Bone fragment found in kidnapping investigation
Bone fragment found in kidnapping investigation
ANTIOCH, Calif. — Police said Monday they found one small bone fragment on the property next door to the home of a Northern California man charged with kidnapping a little girl and hiding her in his backyard for 18 years.
The FBI and local law-enforcement agencies in the San Francisco Bay area have been combing Phillip Garrido’s property in Antioch and the one next door for several days looking for any possible links to unsolved crimes in the area.
Garrido and his wife, Nancy, were arrested last week and charged with 29 counts connected to the kidnapping, rape and imprisonment of Jaycee Lee Dugard, who was snatched outside her home in South Lake Tahoe in 1991. They have pleaded innocent.
The bone fragment was found Sunday in the next-door neighbor’s backyard, said Contra Costa County Sheriff’s Department spokesman Jimmy Lee. He said it is not known if it is from an animal or human, and testing will take several weeks.
Garrido once lived on that property in a shed.
Ex-beauty queen sues
LOS ANGELES — Former Miss California USA Carrie Prejean sued pageant officials Monday for libel, slander and religious discrimination, accusing them of telling her to stop mentioning God even before her controversial remarks against gay marriage.

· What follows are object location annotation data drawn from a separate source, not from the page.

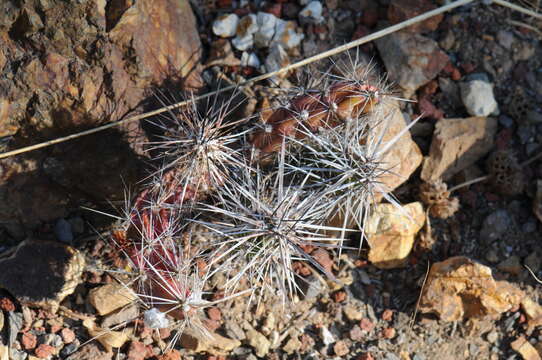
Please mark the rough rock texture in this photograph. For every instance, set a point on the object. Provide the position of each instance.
(110, 297)
(67, 65)
(42, 273)
(412, 60)
(460, 288)
(405, 156)
(457, 144)
(390, 233)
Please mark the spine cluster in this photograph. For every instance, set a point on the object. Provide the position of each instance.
(256, 223)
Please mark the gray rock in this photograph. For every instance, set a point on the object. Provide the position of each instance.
(478, 98)
(412, 60)
(63, 231)
(495, 226)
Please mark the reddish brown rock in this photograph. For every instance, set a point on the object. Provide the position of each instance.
(44, 351)
(460, 288)
(457, 144)
(401, 10)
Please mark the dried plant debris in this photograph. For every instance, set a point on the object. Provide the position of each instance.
(436, 196)
(505, 174)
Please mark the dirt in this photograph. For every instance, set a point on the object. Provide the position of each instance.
(370, 312)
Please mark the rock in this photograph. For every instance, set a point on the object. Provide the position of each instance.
(124, 315)
(457, 144)
(215, 344)
(411, 60)
(525, 349)
(460, 288)
(259, 342)
(312, 13)
(533, 311)
(266, 29)
(155, 319)
(110, 297)
(90, 352)
(537, 201)
(226, 25)
(495, 226)
(42, 273)
(401, 10)
(286, 34)
(250, 59)
(390, 233)
(63, 231)
(246, 29)
(43, 351)
(108, 338)
(511, 265)
(478, 98)
(74, 70)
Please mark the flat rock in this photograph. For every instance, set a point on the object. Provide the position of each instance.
(525, 349)
(214, 344)
(110, 297)
(460, 288)
(457, 144)
(412, 60)
(42, 273)
(390, 233)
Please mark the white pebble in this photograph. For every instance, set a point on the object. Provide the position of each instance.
(250, 59)
(155, 319)
(312, 12)
(226, 25)
(266, 29)
(478, 98)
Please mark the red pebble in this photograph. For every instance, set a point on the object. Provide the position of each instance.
(387, 315)
(366, 324)
(137, 351)
(44, 351)
(6, 304)
(214, 314)
(67, 335)
(388, 333)
(29, 341)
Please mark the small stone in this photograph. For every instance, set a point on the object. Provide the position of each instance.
(124, 315)
(327, 336)
(388, 333)
(352, 313)
(390, 233)
(312, 13)
(214, 313)
(63, 231)
(44, 351)
(68, 336)
(110, 297)
(259, 342)
(29, 341)
(266, 29)
(478, 98)
(525, 349)
(292, 346)
(226, 25)
(340, 348)
(511, 265)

Prejean sued California pageant executive director Keith Lewis and actress and former Miss USA Shanna Moakler, who served as a co-director before resigning in protest of Prejean.

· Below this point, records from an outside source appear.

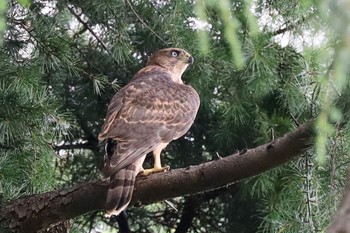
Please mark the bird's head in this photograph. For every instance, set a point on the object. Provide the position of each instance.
(175, 60)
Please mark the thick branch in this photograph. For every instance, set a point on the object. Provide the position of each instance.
(341, 223)
(29, 214)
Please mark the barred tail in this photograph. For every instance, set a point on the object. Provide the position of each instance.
(121, 189)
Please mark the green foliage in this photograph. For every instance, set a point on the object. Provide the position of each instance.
(27, 130)
(62, 61)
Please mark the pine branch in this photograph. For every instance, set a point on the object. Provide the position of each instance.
(31, 213)
(143, 22)
(69, 146)
(87, 26)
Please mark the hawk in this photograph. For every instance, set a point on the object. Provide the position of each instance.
(153, 109)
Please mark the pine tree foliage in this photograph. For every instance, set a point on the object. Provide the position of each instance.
(259, 70)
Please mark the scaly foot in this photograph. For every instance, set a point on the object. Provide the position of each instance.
(146, 172)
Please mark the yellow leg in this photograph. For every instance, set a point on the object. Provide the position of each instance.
(157, 163)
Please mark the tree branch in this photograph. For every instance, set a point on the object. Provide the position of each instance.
(32, 213)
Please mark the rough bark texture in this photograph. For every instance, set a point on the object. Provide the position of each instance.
(341, 223)
(31, 213)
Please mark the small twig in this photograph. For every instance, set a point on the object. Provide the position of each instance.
(143, 22)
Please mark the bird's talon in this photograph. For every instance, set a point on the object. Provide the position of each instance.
(146, 172)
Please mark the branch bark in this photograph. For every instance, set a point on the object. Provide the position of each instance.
(31, 213)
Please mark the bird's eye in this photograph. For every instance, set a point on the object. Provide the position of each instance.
(174, 53)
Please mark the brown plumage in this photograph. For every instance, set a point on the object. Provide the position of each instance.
(143, 116)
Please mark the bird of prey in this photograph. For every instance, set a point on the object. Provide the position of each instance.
(153, 109)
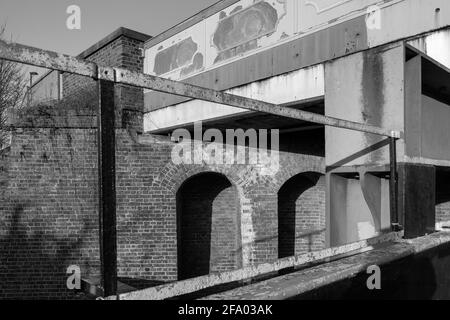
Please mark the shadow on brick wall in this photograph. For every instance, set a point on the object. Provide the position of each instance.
(33, 266)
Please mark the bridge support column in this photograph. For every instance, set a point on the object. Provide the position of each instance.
(417, 199)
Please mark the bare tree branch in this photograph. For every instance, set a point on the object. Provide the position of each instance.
(12, 89)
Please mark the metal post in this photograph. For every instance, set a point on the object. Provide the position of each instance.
(107, 186)
(393, 185)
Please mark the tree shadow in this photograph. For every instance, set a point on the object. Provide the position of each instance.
(33, 266)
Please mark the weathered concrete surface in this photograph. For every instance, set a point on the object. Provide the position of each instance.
(302, 284)
(200, 283)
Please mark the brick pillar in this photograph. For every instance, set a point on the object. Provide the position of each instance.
(122, 49)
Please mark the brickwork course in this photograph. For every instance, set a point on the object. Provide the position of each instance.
(173, 221)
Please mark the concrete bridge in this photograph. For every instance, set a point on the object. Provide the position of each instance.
(334, 187)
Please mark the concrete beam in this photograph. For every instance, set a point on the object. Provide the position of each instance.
(51, 60)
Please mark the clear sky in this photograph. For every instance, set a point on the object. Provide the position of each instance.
(42, 23)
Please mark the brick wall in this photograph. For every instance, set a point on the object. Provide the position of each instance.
(301, 215)
(49, 214)
(208, 226)
(122, 52)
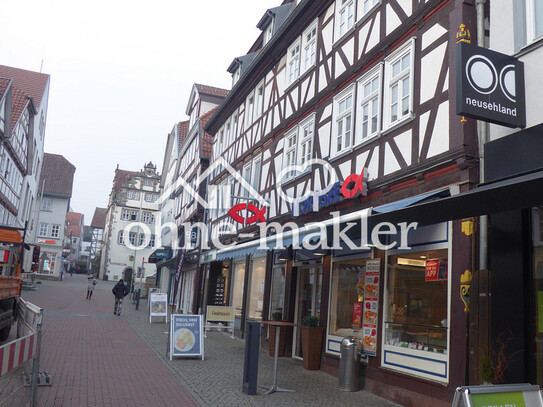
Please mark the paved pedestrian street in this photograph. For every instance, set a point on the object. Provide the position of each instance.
(98, 359)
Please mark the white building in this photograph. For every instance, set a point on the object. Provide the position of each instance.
(56, 191)
(133, 202)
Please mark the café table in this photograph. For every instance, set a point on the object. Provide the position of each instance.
(278, 325)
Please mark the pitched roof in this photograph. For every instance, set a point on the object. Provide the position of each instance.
(99, 218)
(183, 130)
(57, 175)
(207, 139)
(74, 218)
(210, 90)
(30, 82)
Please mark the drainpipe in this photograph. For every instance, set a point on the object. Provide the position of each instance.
(482, 132)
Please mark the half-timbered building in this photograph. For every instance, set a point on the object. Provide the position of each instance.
(347, 114)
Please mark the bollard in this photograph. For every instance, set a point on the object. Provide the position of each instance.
(250, 366)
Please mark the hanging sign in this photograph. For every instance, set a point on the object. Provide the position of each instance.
(186, 336)
(371, 307)
(490, 86)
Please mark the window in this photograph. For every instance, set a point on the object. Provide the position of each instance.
(342, 132)
(367, 5)
(43, 229)
(398, 103)
(306, 141)
(250, 109)
(309, 47)
(46, 204)
(293, 62)
(259, 100)
(369, 91)
(289, 153)
(125, 214)
(534, 19)
(55, 230)
(344, 17)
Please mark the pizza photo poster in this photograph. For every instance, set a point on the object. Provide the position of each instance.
(370, 311)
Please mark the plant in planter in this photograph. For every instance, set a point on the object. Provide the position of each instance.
(276, 316)
(312, 333)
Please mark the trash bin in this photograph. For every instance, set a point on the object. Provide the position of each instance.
(349, 365)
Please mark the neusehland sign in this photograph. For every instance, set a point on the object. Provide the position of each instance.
(490, 86)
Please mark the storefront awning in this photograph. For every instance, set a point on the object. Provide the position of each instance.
(524, 191)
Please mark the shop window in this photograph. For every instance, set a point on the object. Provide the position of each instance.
(416, 306)
(256, 291)
(347, 293)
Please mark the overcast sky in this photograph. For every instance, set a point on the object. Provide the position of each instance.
(121, 74)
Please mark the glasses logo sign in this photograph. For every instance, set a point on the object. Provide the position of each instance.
(491, 86)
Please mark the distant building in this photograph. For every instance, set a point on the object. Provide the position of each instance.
(24, 99)
(133, 199)
(98, 224)
(56, 184)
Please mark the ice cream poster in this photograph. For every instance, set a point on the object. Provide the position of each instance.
(186, 336)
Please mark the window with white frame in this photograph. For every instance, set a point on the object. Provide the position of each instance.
(309, 46)
(43, 229)
(398, 85)
(366, 6)
(342, 127)
(369, 96)
(250, 109)
(534, 20)
(55, 230)
(344, 17)
(305, 151)
(293, 62)
(289, 153)
(259, 95)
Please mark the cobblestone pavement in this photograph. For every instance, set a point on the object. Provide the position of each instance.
(123, 360)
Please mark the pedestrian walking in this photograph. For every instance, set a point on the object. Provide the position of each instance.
(120, 290)
(90, 286)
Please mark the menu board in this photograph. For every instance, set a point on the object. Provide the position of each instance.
(186, 336)
(371, 306)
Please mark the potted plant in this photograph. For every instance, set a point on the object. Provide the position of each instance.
(276, 316)
(312, 333)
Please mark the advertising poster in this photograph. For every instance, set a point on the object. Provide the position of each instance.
(371, 307)
(158, 305)
(186, 336)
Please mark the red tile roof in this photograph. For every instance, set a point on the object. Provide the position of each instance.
(183, 130)
(57, 176)
(211, 90)
(99, 218)
(207, 142)
(30, 82)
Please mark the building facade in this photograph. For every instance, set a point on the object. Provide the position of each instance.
(129, 234)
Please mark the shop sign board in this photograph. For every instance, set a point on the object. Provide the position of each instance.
(219, 315)
(506, 395)
(186, 336)
(371, 307)
(490, 86)
(158, 305)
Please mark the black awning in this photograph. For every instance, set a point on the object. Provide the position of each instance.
(520, 192)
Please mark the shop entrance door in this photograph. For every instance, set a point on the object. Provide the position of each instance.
(308, 299)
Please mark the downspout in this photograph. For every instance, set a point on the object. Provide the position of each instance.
(482, 132)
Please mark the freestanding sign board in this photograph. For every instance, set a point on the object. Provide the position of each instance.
(490, 86)
(186, 336)
(158, 306)
(505, 395)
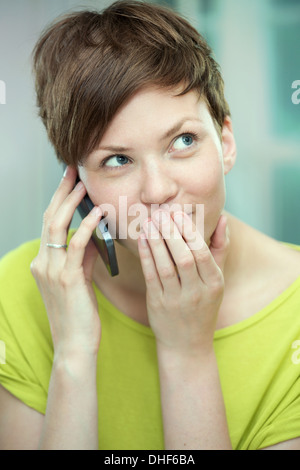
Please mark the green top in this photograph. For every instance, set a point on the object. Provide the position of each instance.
(258, 358)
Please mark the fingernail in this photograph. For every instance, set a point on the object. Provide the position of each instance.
(178, 218)
(96, 211)
(78, 186)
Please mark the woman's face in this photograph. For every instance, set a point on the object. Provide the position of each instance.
(160, 149)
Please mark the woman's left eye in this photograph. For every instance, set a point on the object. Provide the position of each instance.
(183, 142)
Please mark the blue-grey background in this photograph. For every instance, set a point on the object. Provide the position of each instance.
(257, 45)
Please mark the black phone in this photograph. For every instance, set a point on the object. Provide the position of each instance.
(101, 237)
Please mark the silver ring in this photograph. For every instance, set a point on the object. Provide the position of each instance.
(54, 245)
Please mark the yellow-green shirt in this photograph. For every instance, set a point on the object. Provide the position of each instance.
(258, 359)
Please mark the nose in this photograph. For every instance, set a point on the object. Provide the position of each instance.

Prejean was fired in June by pageant officials who said she missed several scheduled appearances.
Mexico resort area braces for Hurricane Jimena
LOS CABOS, Mexico — Extremely dangerous Hurricane Jimena roared toward Mexico’s resort-studded Baja California Peninsula on Monday, prompting emergency workers to set up makeshift shelters and chasing away an international finance conference.
Jimena is just short of Category 5 status — the top danger rating for a hurricane — and could rake the harsh desert region fringed with picturesque beaches and fishing villages as a major storm by this evening, forecasters said. Heavy bands of intermittent rain moved across the resort town of Los Cabos on Monday evening.
Hamas leader: Teaching of Holocaust is ‘war crime’
GAZA CITY, Gaza Strip — A Hamas spiritual leader on Monday called teaching Palestinian children about the Nazi murder of 6 million Jews a “war crime,” rejecting a suggestion that the U.N. might include the Holocaust in Gaza’s school curriculum.
A senior Israeli official said such statements should make the West think twice about ending its boycott of Hamas, in place since the group seized Gaza by force in 2007.
Hamas spiritual leader Younis al-Astal lashed out after hearing that the U.N. Relief and Works Agency, the main U.N. body aiding Palestinian refugees, planned to introduce lessons about the Holocaust to Gaza students.
To fight obesity, think location, location, location
WASHINGTON — Where you live matters when it comes to children’s waistlines, says a report that finds lots of options localities could and should use to fight child obesity — from easy bike paths, to luring more-healthful stores, to taxes on junk food.
Yes, whether you snack on a carrot or a doughnut is a personal choice, ultimately. But the report by the Institute of Medicine says local environments hugely influence those choices — and it calls on city and county governments to make it easier for families to make healthier decisions.
Two-thirds of Americans are either overweight or obese, and childhood obesity has tripled in the past three decades.
Tobacco companies sue over new restrictions
RICHMOND, Va. — Two of the three largest U.S. tobacco companies filed suit Monday to block marketing restrictions in a law that gives the U.S. Food and Drug Administration authority over tobacco, claiming the provisions violate their right to free speech.
R.J. Reynolds Tobacco Co., maker of Camel cigarettes, and Lorillard Inc., which sells the Newport menthol brand, filed the federal lawsuit with several other tobacco companies.
It is the first major challenge of the legislation passed and enacted in June, and a lawyer for tobacco consumers doubted the lawsuit will be successful.